Le parcours d’obstacles de Barack Obama
états-unis
A l’issue des élections du «midterm», le chef de la Maison-Blanche réussira-t-il à gouverner avec une majorité républicaine au Congrès? Bill Clinton, terrassé par la «révolution républicaine» en 1994, avait quand même réussi à se faire réélire deux ans plus tard
Analyse
«Vous savez, c’est quelqu’un de très stable et posé. Il comprend les hauts et les bas de cette affaire. Je ne crois pas qu’il soit ravagé par la pensée de ce que cela signifie pour lui. Il est concentré sur la défense de sa politique.» Jusqu’au dernier jour, David Axelrod, le conseiller politique de Barack Obama, s’est employé à expliquer le calme apparent de son chef. C’est entendu: les élections de mardi ont eu valeur de «référendum» pour un président qui, désormais, sera en partie menotté par l’opposition républicaine au Congrès. Mais si l’ouverture de ce nouveau chapitre rend Obama anxieux, il ne l’a pas montré.
Ceux qui s’en souviennent constateront le contraste avec la nervosité affichée par Bill Clinton dans les mêmes circonstances. Novembre 1994: celui qui est alors le jeune prodige démocrate est terrassé à mi-mandat par une «révolution républicaine» qui prend le contrôle de la Chambre des représentants et du Sénat. Clinton est amer en voyant s’écrouler autour de lui sa majorité démocrate. Mais il tend la main à ses rivaux républicains, à qui il demande de le «rejoindre au centre du débat public, d’où doivent venir les meilleures idées».
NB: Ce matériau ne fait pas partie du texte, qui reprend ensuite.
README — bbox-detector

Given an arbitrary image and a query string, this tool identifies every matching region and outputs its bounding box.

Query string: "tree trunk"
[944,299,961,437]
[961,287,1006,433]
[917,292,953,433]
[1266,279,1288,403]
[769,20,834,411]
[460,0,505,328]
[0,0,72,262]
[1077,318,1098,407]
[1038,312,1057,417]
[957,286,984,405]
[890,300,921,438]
Barack Obama, lui aussi, fera-t-il un pas vers le centre? Du point de vue idéologique, le président actuel est sans doute plus à gauche que Bil Clinton, ce new democrat qui s’était posé d’entrée comme le représentant de la gauche modérée. Dans le même temps, l’irruption des candidats du Tea Party devrait galvaniser une droite qui a rarement défendu des positions aussi extrêmes sur le rôle dévolu à l’Etat ou en matière budgétaire.
Sur la défensive
Le chemin risque donc d’être long de part et d’autre jusqu’à se rejoindre dans ce centre politique dont parlait Bill Clinton. Et ce, d’autant plus que l’administration Obama s’est déjà épuisée une année entière à tenter de trouver un «terrain d’entente» avec les républicains (on ne parle plus de «centre» dans le panorama politique américain), avant d’abandonner de guerre lasse et de faire le forcing sur les grands chantiers chers aux démocrates, comme la réforme de la santé ou la régulation financière.
Si la collaboration n’a pas été le fort de ce Congrès au cours des deux années précédentes, la situation n’en est pas moins inversée: à partir de janvier prochain, c’est la Maison-Blanche qui sera sur la défensive. Oubliées, sans doute, les grandes velléités démocrates à propos des dossiers de l’immigration ou de l’environnement: l’une de ses principales occupations consistera à voir venir les attaques. Elles devraient fuser pour démanteler les réformes à peine mises en route. Par le biais de verrouillages financiers, en provocant des délais et en érigeant tout une série d’obstacles, les républicains tenteront de miner les fondations, à défaut de pouvoir s’attaquer de front à l’ensemble de l’édifice.
Premières cibles: la santé, d’abord, qui reste une construction fragile tant que les Américains ne commenceront pas à bénéficier pleinement des effets de la réforme. L’agence chargée de défendre les intérêts des consommateurs ensuite, cet organisme créé par la loi sur la régulation du système financier qui hérisse particulièrement les lobbies financiers proches des républicains.
Dans le même exercice, Bill Clinton s’était surpassé, reculant lorsqu’il le fallait, arrachant aux républicains ce qu’il pouvait, lançant au passage une bataille féroce qui avait débouché quelque temps sur la paralysie du gouvernement faute d’accord sur le budget. La stratégie avait si bien réussi au démocrate que, contre toute attente, il avait été triomphalement réélu, s’arrogeant lui-même le surnom de come-back kid.
Barack Obama, lui, devra commencer par renouveler l’équipe de ses conseillers les plus proches, qui ont commencé à quitter le navire à l’approche de ces élections. Et surtout, il aura affaire à des républicains qui, aujourd’hui, connaissent la chanson. «Notre priorité politique consiste à être sûrs qu’Obama ne fera qu’un seul mandat», confiait il y a quelques jours le chef des républicains au Sénat, Mitch McConnell. En somme, il sera moins question de défendre des politiques que de provoquer la faute chez l’adversaire.